Are Preview or Acrobat still able to display the PDF document? Which version of macOS do you use?

ws8 · March 25, 2021, 3:40pm

Opening the PDF in Preview or Acrobat results in the same thing—blank page, highlights and image remain, text is still searchable.

I’m using
macOS 11.2.3
DT3 3.6.2

cgrunenberg · March 25, 2021, 3:51pm

Do you still have an older copy of the document without the corruption?

ws8 · March 25, 2021, 3:56pm

Yes—I have the original, before it was OCR’d by DT

cgrunenberg · March 25, 2021, 3:58pm

Are you able to reproduce the issue by using a copy of the original? Then the original file and some instructions how to reproduce this would be great, thanks!

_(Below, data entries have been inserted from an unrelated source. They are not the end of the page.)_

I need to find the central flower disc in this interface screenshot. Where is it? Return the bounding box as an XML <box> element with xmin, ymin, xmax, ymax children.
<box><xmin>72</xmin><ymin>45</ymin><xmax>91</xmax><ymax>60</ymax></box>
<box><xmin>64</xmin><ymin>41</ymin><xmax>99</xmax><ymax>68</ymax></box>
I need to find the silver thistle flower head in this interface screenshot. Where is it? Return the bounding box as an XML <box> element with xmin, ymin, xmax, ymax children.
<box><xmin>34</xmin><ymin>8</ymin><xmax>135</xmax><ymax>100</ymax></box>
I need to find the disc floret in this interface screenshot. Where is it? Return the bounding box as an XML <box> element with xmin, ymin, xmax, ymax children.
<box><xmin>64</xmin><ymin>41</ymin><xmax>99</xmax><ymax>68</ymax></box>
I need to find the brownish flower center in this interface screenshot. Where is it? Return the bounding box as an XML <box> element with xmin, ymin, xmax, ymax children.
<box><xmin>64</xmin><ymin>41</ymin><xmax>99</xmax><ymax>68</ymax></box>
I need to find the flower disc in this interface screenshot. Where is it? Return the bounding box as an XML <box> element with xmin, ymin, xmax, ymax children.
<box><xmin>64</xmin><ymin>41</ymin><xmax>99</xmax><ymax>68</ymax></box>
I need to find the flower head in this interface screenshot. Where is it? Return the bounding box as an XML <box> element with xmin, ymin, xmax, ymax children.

ws8 · March 25, 2021, 4:01pm

I don’t think I can reproduce it, unfortunately. The issue happens seemingly at random—this particular instance of the problem occurred at least six months after I OCR’d the PDF originally. The blank page simply appeared in the open PDF when I woke my laptop from sleep. I don’t think the act of OCRing is the immediate cause.

Maybe I’m misunderstanding your question, tho?

cgrunenberg · March 25, 2021, 4:03pm

Yes, it’s more likely caused by editing (e.g. highlighting) the PDF due to PDFkit issues.

ws8 · March 25, 2021, 4:31pm

Got it. Is there any behavior/actions you would recommend against to decrease the risk of this issue?